AI does not enter a newsroom only when it writes a sentence. It can transcribe an interview, organize documents, suggest questions, translate a draft, create subtitles, find a passage in an archive or adapt content for readers with different accessibility needs. These activities are often invisible, but they affect the time available for rarer work: speaking with sources, understanding context, checking a contradiction and deciding what not to publish yet.
OpenAI describes some uses of AI in news organizations as support for original reporting, content accessibility and relationships with readers. It is a plausible direction, but not a single model. Every newsroom has to decide where the tool can increase capacity and where it risks imitating the tone of journalism without possessing its methods. Fluent text is not verification; a fast summary is not a source; an accurate translation does not automatically understand the sensitivities of a place.

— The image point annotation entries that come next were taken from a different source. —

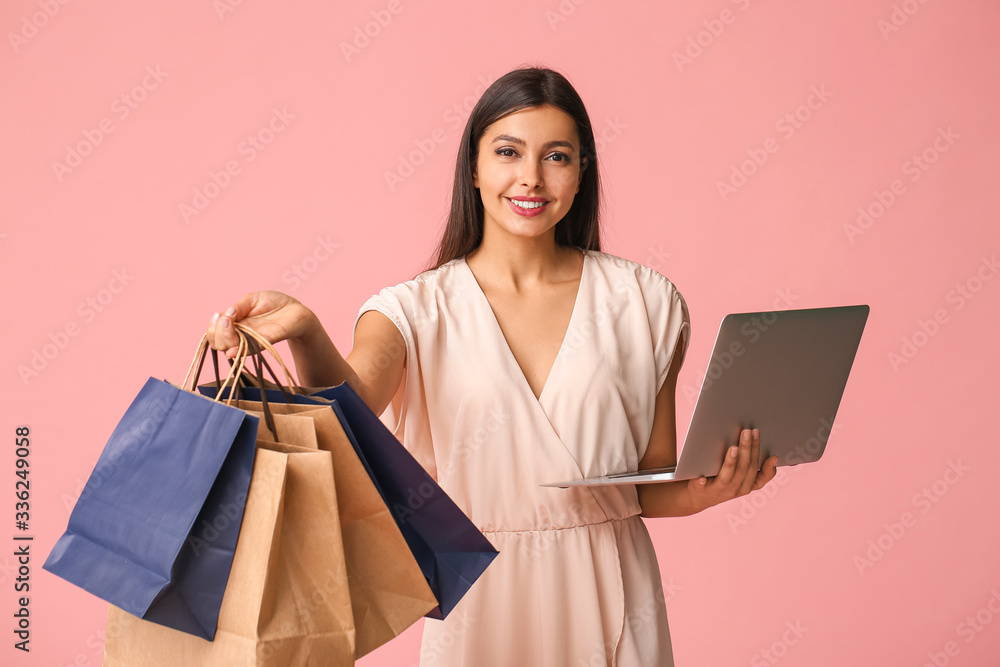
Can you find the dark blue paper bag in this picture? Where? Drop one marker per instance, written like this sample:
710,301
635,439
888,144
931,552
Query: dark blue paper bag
451,551
154,531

The most useful rule is simple: AI can help find and organize material, but it cannot be the source of a news story. The source remains a document, an identifiable person, a verifiable data point or an observation gathered under clear criteria. When a system proposes a claim, the journalist needs to be able to trace it back to the passage that supports it, check its date and context and distinguish a fact from a possible interpretation. This discipline does not slow the newsroom down; it prevents speed from becoming a form of error.

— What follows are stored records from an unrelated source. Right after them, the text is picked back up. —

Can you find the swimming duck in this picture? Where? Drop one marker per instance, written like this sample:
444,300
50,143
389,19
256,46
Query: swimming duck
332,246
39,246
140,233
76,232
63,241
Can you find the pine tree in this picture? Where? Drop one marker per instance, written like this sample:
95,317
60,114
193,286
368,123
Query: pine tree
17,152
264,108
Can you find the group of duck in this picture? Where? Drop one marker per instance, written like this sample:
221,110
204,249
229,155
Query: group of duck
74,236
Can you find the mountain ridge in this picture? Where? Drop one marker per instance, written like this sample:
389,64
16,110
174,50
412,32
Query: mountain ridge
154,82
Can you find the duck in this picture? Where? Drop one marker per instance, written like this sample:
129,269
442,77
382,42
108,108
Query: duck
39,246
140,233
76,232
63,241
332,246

The deeper issue begins with the division of roles. For low-risk tasks, such as a first transcription or indexing internal files, AI can return time to the staff. For high-risk passages—accusations, sensitive data, health, conflict, attributed quotations or reconstructions of events—explicit and documented human review is necessary. Adding an editor at the end of the chain is not enough if that editor cannot access the sources, cannot correct the output or does not have enough time to do so.
There is also an accessibility question. Translations, summaries, audio descriptions and subtitles can genuinely broaden the audience for an investigation. But because they change the form of a piece of content, they need to preserve references and clearly distinguish titles, data, quotations and commentary. An inaccurate subtitle can alter the meaning of a sentence; an overconfident summary can erase the uncertainty that makes a report honest. Editorial quality is also measured by what a system does not flatten.
The relationship with readers requires the same care. Site assistants, answers to frequently asked questions and personalized pathways can help people find an article again or understand a long dossier. But they need to disclose their limits, avoid inventing references and link back to the original article when an answer depends on a verifiable passage. AI should not become a neutral voice speaking in place of the newsroom; it should make it easier to encounter the newsroom’s work.
A good protocol can be short but rigorous: a list of approved tools, rules for confidential data, permitted tasks, quotation checks, named editorial responsibility and a correction log. Provenance and credits also matter, especially for images and video. Standards such as C2PA can help preserve information about transformations, but trust comes from the whole: method, bylines, sources and the possibility of correction.
AUGMENTED NEWS does not mean automated news. AI can free time, improve accessibility and surface connections; journalism remains the work of making reality verifiable, attributed and open to discussion.